Transcontinental Railroad
- Definition: A coast‑to‑coast railroad system completed in 1869 (Union Pacific met Central Pacific at Promontory, Utah) that linked eastern markets to the West.
- Importance: It revolutionized transportation and commerce, lowered shipping costs, created national markets that fueled big corporations, promoted mass migration and settlement of the West, and accelerated displacement of Native peoples. It also stimulated related industries (steel, coal, timber) and time standardization.
Homestead Act (1862)
- Definition: Federal law that granted 160 acres of public land to settlers who lived on and improved the land for five years.
- Importance: It encouraged westward migration by making land accessible to millions, helping fulfill Manifest Destiny and agricultural expansion. But it also led to increased conflict over land with Plains Indians and contributed to environmental strain on marginal lands.
Plains Indians
- Definition: Diverse Indigenous tribes (e.g., Sioux, Cheyenne, Comanche, Arapaho, Pawnee) whose cultures, economies, and lifeways on the Great Plains were often centered on buffalo hunting and nomadic or semi-nomadic patterns.

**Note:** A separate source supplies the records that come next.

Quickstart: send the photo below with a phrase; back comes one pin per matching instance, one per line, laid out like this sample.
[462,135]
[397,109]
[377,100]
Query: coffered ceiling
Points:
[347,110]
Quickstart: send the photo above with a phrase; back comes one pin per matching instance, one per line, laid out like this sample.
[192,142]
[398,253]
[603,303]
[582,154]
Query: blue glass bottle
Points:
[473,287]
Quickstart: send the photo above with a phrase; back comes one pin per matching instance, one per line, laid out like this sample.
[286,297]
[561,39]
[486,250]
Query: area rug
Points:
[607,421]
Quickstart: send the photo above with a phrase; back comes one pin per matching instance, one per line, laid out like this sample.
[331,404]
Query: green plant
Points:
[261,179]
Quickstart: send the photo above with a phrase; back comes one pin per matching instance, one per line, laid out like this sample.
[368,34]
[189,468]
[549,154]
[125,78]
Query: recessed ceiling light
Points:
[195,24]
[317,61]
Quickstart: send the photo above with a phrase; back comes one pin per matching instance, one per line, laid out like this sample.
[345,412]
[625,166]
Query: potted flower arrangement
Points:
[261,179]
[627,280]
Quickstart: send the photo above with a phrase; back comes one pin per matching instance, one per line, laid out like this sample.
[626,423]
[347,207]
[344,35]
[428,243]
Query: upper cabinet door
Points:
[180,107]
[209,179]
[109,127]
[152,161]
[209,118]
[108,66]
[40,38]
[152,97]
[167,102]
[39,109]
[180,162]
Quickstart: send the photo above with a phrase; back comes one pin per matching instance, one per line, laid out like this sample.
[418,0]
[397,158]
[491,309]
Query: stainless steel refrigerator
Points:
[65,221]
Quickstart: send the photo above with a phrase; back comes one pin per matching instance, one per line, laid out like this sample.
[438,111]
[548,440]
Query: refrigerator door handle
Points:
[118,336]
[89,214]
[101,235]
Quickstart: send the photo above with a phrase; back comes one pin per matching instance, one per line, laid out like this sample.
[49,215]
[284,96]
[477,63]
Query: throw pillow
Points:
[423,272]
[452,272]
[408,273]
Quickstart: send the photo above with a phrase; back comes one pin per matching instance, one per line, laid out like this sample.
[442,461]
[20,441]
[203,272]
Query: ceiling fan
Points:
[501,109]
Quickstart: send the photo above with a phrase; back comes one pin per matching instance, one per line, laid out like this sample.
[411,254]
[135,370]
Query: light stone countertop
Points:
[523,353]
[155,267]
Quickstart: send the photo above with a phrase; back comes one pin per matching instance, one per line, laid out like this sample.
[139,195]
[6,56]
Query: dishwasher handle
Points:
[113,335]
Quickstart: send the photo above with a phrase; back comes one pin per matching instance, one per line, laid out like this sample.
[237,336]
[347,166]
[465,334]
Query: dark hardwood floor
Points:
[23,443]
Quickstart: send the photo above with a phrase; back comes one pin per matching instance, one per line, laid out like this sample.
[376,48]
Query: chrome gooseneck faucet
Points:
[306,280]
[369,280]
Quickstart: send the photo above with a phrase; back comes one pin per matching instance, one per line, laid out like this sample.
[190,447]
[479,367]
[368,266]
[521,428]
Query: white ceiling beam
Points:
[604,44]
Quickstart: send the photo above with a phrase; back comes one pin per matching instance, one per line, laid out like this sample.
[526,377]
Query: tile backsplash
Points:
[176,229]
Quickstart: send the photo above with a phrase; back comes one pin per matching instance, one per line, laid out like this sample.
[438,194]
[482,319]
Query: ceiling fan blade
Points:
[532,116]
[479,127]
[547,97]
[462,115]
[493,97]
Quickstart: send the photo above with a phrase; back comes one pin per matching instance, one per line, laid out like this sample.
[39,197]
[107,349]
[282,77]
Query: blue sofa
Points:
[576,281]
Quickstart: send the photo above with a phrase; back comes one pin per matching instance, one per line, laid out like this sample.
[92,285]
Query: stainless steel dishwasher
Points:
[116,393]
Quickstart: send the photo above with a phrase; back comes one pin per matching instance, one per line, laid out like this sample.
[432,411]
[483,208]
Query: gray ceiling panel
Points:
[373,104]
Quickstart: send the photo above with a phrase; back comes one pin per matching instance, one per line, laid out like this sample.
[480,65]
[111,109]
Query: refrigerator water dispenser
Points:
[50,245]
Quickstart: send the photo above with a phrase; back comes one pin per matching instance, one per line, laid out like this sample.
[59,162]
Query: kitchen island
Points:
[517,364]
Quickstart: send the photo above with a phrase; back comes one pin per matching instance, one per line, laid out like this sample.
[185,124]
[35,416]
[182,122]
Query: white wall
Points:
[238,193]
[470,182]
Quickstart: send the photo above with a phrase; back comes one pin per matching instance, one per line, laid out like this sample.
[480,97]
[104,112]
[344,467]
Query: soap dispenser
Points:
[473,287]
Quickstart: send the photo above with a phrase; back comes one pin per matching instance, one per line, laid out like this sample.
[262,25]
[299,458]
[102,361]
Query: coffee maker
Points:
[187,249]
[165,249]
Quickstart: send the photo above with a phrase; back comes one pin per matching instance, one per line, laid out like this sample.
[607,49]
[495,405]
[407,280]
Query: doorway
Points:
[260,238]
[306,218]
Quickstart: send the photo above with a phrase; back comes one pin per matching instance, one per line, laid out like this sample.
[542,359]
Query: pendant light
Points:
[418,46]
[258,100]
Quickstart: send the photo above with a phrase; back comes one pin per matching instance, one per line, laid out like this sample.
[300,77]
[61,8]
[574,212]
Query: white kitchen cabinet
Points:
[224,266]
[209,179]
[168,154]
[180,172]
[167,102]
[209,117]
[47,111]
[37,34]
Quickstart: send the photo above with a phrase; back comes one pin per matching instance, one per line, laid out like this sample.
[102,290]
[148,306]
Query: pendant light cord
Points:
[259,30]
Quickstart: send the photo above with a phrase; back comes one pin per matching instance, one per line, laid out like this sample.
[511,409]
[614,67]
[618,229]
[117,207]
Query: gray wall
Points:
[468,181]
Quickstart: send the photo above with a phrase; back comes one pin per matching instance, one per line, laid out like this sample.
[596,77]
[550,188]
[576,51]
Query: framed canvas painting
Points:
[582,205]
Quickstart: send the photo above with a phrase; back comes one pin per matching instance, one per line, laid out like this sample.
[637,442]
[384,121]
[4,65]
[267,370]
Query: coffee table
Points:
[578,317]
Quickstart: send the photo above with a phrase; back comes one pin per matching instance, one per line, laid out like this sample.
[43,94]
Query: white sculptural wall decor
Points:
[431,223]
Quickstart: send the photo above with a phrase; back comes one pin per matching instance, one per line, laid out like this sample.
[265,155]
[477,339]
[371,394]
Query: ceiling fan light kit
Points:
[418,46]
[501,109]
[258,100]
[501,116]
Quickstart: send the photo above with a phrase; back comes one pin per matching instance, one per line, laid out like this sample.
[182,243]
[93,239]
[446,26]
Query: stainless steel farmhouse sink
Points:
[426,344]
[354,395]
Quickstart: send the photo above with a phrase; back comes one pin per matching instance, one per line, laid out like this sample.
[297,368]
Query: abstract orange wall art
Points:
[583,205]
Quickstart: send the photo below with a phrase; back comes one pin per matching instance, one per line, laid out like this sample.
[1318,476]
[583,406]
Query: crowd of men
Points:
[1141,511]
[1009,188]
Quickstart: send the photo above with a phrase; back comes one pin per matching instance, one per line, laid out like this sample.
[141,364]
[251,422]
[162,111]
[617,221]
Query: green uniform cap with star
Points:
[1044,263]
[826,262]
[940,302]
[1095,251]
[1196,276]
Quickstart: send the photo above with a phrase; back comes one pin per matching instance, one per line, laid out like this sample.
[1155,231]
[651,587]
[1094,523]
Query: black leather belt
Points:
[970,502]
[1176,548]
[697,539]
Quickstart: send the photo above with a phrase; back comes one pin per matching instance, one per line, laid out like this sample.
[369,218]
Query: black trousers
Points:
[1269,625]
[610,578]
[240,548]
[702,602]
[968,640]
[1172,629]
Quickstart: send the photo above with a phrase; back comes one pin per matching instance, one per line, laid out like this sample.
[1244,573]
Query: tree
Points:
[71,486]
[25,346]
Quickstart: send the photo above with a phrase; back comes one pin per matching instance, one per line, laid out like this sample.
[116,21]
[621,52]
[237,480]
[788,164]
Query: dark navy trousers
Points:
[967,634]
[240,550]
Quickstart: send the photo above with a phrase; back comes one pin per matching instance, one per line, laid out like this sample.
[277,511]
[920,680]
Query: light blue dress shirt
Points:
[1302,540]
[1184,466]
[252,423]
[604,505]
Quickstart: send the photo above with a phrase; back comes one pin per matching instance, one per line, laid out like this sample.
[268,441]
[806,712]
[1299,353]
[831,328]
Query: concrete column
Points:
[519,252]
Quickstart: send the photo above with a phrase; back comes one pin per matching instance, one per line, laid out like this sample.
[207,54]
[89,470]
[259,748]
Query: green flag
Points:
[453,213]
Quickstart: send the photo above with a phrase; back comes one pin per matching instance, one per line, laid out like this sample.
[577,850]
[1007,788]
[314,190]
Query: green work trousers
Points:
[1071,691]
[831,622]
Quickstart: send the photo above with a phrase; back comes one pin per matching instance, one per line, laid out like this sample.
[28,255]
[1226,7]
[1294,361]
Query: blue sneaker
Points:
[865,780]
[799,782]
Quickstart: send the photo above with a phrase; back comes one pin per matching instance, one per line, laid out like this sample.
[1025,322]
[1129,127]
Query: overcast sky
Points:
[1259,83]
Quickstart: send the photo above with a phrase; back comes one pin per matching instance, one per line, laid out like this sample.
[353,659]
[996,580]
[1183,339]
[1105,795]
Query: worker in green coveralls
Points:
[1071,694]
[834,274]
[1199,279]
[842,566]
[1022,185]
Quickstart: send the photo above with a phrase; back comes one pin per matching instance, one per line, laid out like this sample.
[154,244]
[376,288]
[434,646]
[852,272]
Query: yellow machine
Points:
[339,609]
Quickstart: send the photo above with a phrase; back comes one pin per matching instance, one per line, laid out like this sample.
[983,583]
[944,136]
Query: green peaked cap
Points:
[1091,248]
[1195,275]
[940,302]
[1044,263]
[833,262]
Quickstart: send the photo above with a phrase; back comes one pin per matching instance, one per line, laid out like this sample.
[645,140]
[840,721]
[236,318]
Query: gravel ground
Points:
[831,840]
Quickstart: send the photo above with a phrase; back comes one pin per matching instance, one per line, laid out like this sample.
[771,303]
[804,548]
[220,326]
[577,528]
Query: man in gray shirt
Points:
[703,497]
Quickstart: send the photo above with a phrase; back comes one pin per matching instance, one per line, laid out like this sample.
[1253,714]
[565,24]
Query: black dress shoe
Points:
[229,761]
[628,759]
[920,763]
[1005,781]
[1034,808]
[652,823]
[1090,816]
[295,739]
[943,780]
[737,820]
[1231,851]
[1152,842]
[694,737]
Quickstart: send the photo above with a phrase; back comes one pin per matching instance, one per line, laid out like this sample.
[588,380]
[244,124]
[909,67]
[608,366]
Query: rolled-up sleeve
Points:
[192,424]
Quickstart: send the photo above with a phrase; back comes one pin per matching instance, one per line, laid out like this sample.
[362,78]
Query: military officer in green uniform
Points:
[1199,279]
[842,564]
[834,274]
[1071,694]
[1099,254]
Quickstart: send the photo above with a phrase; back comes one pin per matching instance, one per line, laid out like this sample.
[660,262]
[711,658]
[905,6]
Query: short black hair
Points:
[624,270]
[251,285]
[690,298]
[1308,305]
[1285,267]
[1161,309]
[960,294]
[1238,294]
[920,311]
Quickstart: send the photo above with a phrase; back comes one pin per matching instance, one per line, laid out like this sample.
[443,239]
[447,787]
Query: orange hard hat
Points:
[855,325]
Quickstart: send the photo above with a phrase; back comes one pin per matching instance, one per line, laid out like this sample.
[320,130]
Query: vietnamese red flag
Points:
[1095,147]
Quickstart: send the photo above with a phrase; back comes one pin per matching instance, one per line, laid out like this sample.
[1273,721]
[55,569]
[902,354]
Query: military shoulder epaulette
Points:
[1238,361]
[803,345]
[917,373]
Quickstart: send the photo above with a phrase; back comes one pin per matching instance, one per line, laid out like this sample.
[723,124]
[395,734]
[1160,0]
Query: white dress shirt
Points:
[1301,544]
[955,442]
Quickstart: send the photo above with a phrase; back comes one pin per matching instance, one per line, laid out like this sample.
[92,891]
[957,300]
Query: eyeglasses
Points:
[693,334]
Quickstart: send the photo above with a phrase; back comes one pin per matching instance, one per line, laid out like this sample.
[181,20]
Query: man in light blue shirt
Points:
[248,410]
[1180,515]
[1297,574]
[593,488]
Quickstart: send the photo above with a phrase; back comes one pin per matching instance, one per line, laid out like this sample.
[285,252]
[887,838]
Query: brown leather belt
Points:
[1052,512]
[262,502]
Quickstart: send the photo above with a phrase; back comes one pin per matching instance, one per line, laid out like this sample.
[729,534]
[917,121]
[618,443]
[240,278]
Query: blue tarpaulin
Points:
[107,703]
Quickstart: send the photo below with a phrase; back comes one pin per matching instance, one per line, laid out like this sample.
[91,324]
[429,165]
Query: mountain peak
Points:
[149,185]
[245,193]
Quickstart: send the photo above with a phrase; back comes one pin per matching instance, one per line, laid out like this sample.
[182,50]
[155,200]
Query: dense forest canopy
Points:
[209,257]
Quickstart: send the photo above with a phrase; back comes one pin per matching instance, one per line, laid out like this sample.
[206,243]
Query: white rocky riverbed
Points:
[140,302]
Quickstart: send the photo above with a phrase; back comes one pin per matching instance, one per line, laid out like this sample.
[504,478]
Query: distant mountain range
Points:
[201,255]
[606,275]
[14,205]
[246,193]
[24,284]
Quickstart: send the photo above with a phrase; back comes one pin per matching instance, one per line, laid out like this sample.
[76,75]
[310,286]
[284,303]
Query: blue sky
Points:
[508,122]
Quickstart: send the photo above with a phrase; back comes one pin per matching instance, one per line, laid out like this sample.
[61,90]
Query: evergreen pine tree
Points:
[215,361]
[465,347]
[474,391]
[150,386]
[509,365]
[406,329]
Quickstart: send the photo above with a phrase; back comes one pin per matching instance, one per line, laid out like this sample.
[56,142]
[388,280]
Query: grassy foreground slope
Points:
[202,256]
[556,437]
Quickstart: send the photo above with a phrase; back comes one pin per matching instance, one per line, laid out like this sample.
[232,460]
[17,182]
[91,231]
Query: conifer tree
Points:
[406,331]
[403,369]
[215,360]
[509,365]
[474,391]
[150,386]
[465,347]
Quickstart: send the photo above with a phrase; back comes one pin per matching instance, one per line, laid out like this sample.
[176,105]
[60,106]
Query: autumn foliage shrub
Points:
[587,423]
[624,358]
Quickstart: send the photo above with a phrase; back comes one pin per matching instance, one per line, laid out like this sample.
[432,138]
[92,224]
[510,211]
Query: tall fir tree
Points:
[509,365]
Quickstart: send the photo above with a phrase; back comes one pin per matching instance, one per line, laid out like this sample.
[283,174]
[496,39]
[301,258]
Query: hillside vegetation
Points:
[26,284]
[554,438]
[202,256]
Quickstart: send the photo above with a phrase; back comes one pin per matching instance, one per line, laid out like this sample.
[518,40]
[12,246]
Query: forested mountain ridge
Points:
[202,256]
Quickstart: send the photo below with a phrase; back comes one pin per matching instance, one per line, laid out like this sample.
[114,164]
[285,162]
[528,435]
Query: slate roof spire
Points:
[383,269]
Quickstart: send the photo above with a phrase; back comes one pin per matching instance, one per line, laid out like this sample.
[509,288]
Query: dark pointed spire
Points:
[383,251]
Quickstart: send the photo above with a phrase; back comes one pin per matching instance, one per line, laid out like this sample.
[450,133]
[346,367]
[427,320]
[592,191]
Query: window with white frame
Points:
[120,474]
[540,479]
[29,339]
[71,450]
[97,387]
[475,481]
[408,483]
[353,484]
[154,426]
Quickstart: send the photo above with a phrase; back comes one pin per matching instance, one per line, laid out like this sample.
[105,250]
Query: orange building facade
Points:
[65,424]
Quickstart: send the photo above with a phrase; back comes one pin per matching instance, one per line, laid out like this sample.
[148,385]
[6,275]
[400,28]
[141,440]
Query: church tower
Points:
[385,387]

- Importance: Plains tribes were profoundly affected by railroads, settlers, and the federal policy of expansion—losing land, food sources (buffalo decline), and autonomy. Their resistance and treaties shaped federal Indian policy and military campaigns during westward expansion.
Reservation
- Definition: Land set aside by the U.S. government for Native American tribes, often established by treaties or executive orders.
- Importance: Reservations confined Native peoples to limited areas, undermined traditional economies and sovereignty, and facilitated settlement and resource extraction by settlers. The reservation system became a central tool for controlling and assimilating Native populations.
Dawes Act (1887)
- Definition: Federal law that broke up tribal lands into individual allotments (usually 160 acres per family head) and sold "surplus" land to non‑Native settlers, aiming to assimilate Native Americans into white agrarian culture.
- Importance: It accelerated loss of tribal landholdings (millions of acres) and eroded tribal governance and communal life, further dispossessing Native peoples and enabling settlement and ranching/railroad expansion—advancing Manifest Destiny at the expense of Indigenous sovereignty.
Wounded Knee (1890)
- Definition: The massacre on December 29, 1890, near Wounded Knee Creek (South Dakota), where U.S. troops killed approximately 150–300 Lakota men, women, and children during an attempt to disarm a band of Lakota.
- Importance: Wounded Knee symbolized the violent end of large‑scale Native armed resistance on the Plains and the tragic human cost of U.S. expansionist policies. It marked a definitive shift toward full federal control over Native peoples and closure of the frontier era.